Marais et humains : un destin commun
par Jean-Michel Derex

Des marais jadis drainés par des canaux régulièrement curés sont aujourd’hui abandonnés. Sur cette déprise agricole, la végétation reconquiert ses droits. Ici, les traces humaines se perdent vite. La disparition de pratiques ancestrales (pâturages, fauche, cueillette…) produit d’inextricables bois humides ponctués de larges plages de roselières et de prairies marécageuses : depuis 1945, on passe d’un marais nu à un marais boisé, d’un paysage ouvert à un paysage fermé.

À mesure que les êtres humains abandonnent leurs activités traditionnelles, des marchés de substitution se développent et le tourisme de masse investit ces lieux. La chasse sur les littoraux, mais aussi à l’intérieur des terres, a complètement transformé certains pays de marais. Enfin, des productions spéculatives – sel, riz – s’y sont installées, notamment en Camargue.

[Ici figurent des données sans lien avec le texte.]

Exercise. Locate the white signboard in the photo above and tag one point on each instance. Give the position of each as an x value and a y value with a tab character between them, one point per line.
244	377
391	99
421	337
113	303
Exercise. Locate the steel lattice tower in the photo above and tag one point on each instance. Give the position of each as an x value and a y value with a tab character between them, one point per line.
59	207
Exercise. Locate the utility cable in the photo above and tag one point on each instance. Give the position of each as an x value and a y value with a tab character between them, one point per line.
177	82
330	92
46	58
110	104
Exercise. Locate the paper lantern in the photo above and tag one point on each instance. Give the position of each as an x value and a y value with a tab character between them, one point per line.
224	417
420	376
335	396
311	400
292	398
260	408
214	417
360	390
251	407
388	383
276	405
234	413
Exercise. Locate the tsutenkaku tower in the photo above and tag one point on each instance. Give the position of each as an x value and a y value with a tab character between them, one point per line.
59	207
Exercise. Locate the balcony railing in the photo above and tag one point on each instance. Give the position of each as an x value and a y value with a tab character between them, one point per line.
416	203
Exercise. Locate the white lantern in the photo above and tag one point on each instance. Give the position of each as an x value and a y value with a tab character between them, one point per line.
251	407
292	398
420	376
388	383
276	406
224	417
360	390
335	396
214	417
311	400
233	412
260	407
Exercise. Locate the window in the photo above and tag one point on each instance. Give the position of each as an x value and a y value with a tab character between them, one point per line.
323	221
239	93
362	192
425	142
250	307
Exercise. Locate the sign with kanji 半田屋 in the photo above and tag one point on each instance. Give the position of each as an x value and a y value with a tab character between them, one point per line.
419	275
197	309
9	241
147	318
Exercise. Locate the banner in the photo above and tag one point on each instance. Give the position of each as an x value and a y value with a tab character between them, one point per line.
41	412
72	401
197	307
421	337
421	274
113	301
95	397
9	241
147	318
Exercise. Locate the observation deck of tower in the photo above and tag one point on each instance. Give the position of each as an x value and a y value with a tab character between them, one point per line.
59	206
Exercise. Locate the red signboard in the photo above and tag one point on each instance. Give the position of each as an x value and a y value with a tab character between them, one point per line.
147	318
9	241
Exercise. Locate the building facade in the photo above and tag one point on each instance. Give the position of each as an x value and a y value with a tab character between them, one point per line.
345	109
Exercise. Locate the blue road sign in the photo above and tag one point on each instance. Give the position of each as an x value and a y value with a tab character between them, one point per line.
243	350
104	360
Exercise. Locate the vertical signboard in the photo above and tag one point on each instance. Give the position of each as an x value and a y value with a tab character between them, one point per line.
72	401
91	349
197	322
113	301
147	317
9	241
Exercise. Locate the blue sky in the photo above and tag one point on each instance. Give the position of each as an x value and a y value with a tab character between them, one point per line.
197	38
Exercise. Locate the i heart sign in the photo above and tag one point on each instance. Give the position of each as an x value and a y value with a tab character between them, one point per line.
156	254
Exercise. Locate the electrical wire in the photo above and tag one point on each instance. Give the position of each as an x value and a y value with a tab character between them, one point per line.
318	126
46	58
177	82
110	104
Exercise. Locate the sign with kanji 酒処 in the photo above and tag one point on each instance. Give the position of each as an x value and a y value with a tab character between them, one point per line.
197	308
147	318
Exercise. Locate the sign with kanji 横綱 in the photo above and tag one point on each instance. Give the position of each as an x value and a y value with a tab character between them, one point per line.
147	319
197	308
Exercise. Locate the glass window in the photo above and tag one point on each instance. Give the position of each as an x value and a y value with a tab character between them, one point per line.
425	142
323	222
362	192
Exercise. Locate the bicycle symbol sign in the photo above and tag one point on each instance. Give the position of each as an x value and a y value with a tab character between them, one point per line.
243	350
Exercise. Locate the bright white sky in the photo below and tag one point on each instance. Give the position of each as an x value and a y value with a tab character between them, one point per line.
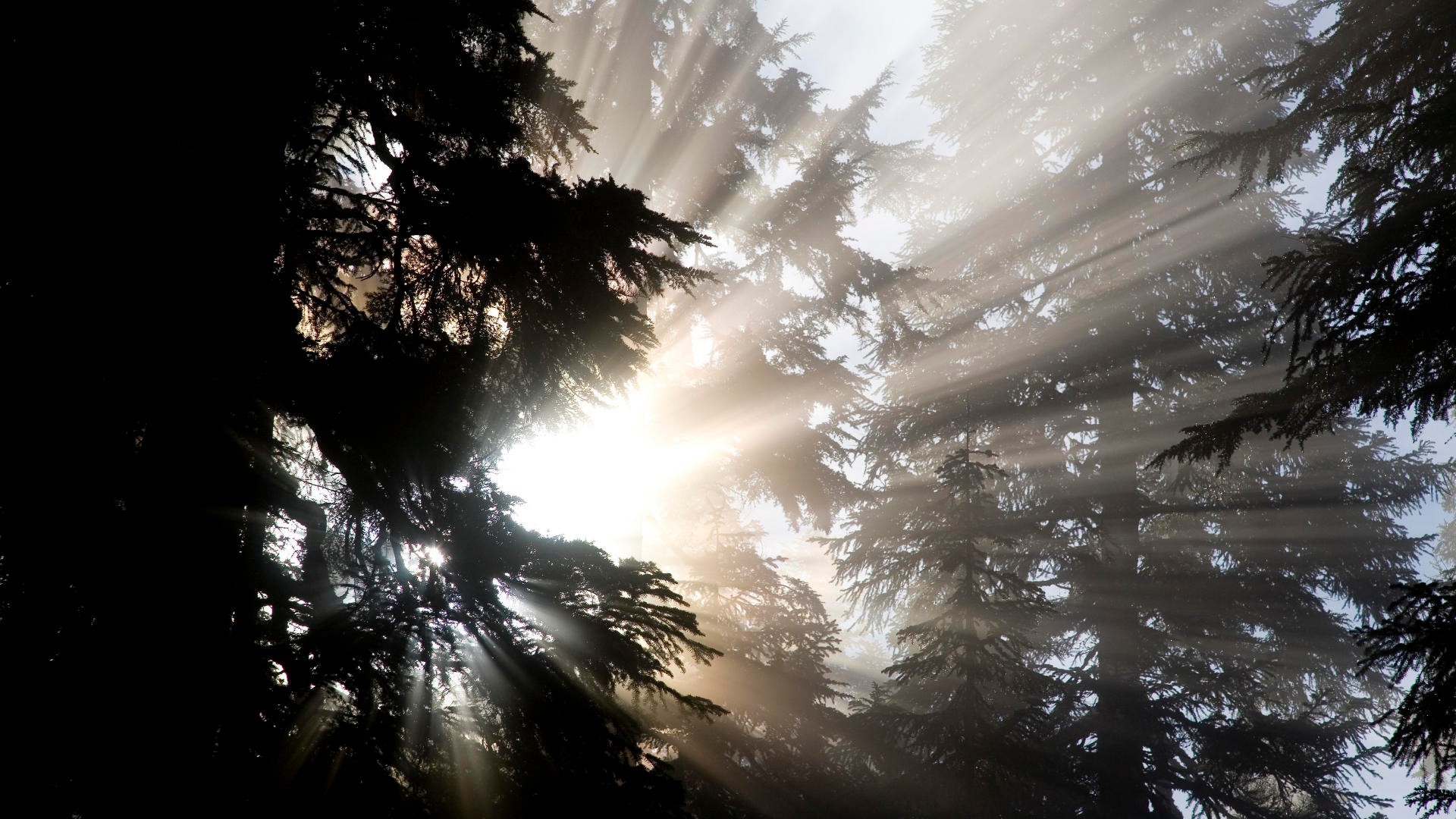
585	483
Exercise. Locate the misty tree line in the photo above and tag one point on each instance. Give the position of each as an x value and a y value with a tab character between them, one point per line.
287	287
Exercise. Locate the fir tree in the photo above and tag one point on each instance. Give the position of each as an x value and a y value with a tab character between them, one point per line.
287	583
1084	297
1367	290
695	107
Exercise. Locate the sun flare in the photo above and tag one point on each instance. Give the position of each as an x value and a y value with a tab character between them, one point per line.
595	482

Dans le loisir (chasse ou tourisme) comme dans la production (sel, riz, élevage, huîtres), ces pays de marais sont vus comme des espaces hors du monde citadin et industriel, presque intemporels. On n’y voit qu’une nature quasi vierge sans en connaître les racines ou le passé. Les marais côtiers, espaces de labeur jadis inquiétants et redoutés, sont devenus à nos yeux contemporains des lieux de plaisir. Le temps des côtes fortifiées, militaires et conflictuelles, de Colbert au mur de l’Atlantique, est obsolète, faute d’ennemi. La Camargue, le Marais poitevin et les Marais de la Somme sont devenus le complément esthétique, l’annexe ludique, la caution culturelle des stations balnéaires voisines : la Brière et La Baule, la Camargue et La Grande-Motte. Un voile a été jeté sur ces espaces au point qu’on a oublié les raisons de leur création et de leur existence. Il faut donc faire un effort pour vraiment regarder les pays de marais, pour percer leurs secrets, pour sonder leurs héritages séculaires.

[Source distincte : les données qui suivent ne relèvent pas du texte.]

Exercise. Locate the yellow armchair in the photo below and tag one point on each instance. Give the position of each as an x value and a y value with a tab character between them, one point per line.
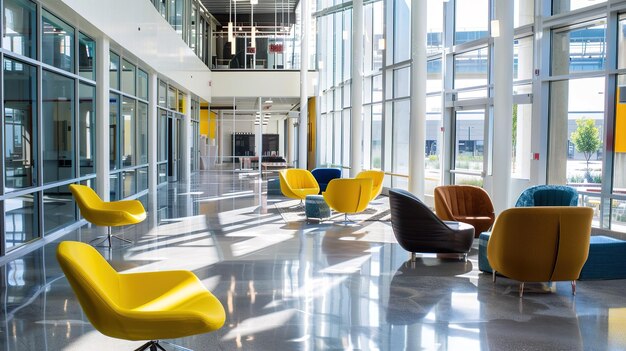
297	183
348	195
109	214
377	178
540	244
138	306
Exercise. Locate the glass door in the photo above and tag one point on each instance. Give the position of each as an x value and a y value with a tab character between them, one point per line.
469	145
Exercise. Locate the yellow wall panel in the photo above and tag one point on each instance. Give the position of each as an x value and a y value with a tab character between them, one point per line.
620	125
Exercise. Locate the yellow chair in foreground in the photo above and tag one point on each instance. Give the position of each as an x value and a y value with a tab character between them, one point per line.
138	306
540	244
348	195
297	183
377	181
109	214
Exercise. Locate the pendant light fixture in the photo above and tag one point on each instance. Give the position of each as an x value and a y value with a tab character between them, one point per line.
230	22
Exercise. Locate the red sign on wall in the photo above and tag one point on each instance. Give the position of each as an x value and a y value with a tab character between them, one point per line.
276	48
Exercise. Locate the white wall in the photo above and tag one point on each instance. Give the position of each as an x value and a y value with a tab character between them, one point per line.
259	83
137	27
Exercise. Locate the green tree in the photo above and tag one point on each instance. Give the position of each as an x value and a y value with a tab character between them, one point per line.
586	138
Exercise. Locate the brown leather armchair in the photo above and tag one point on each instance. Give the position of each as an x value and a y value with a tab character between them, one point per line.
418	229
465	203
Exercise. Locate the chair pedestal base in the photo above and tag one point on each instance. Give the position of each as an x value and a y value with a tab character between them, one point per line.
108	238
155	345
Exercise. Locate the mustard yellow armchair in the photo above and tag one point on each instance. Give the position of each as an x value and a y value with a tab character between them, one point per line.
109	214
540	244
348	195
377	178
138	306
297	183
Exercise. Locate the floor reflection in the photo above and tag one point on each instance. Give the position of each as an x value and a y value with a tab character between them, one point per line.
306	286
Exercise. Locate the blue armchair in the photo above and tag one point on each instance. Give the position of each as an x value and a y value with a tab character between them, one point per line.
548	195
324	176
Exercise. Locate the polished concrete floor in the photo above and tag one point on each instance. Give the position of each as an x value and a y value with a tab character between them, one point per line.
306	286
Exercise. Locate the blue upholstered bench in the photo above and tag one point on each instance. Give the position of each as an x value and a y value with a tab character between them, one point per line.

Hélas, la valorisation environnementale n’aide pas à retrouver l’ancienne omniprésence humaine. Certes, la protection et la mise en valeur des si mal nommées "zones humides" font l’objet de nombreuses initiatives. Mais dans une approche savante des espaces humides, il semblerait que l’humain n’ait plus sa place, que sa présence devient même suspecte. Les naturalistes créent ainsi de nouvelles normes dans lesquelles les usages définis au cours des siècles sont en position d’accusés et hiérarchisent ces espaces en fonction de l’intérêt scientifique présenté par les espèces végétales et animales qu’on y trouve. De là à penser qu’ils seraient infiniment plus riches si nous ne venions pas les perturber…

Les pays de marais ne seraient pourtant pas ce qu’ils sont aujourd’hui sans une présence humaine constante depuis des millénaires. Il suffit pour s’en convaincre de regarder les photos et les cartes postales du tournant du XXe siècle : hommes et femmes y étaient nombreux et y travaillaient. Et ils y ont laissé des traces.

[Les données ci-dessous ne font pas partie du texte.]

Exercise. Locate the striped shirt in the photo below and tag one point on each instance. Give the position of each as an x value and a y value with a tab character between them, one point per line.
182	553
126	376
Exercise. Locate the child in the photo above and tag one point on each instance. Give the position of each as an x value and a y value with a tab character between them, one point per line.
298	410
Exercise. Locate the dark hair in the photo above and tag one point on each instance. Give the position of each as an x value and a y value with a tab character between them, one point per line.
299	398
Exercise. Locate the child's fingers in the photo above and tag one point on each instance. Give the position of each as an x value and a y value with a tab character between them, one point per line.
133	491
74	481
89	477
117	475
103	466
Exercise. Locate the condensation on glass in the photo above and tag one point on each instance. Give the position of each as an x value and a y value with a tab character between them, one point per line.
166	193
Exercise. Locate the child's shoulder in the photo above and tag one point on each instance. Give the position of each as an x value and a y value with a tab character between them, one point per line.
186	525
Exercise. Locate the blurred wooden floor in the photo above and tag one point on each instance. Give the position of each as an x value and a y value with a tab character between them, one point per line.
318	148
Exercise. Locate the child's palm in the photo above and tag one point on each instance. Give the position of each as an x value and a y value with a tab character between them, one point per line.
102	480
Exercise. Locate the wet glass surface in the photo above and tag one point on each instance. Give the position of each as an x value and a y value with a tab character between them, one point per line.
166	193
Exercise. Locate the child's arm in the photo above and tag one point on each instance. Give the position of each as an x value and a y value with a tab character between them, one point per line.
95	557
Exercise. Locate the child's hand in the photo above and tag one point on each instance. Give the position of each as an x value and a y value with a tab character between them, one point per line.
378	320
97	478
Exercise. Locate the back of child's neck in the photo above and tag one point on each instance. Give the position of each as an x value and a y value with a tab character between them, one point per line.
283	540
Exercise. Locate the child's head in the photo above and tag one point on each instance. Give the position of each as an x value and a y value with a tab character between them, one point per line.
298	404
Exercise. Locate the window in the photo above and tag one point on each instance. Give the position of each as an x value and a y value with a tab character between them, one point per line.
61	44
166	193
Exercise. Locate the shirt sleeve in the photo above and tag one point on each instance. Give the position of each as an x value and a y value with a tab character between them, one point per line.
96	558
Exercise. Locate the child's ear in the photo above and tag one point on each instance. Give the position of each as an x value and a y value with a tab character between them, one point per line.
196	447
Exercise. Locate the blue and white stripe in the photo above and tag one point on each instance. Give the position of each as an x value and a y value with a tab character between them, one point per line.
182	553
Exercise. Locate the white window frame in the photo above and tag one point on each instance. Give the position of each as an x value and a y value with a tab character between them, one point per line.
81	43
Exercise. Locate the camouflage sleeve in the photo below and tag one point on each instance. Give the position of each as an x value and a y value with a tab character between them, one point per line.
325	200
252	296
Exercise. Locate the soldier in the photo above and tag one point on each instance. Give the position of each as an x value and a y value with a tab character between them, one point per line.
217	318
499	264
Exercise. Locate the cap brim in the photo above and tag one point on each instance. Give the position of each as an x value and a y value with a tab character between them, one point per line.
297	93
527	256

Bien des éléments ont contribué à marginaliser économiquement et socialement les marais : le chemin de fer et ses wagons frigorifiques assurant le transport du poisson de mer, bientôt préféré aux poissons d’étang ; le sel, essentiel à la conservation des aliments, peu à peu remplacé par le pain de glace, le réfrigérateur puis le congélateur. Les changements de modes de vie ont aussi eu un impact important sur les terres maraîchères qui demandent un entretien permanent, tant l’herbe y pousse rapidement. Ce travail, habituel avant l’introduction de la "civilisation des loisirs", est plus improbable aujourd’hui.

Les pays de marais témoignent enfin à leur façon des relations entre l’humain et son milieu. Leur longue histoire socio-environnementale montre bien que nous partageons avec eux un destin commun.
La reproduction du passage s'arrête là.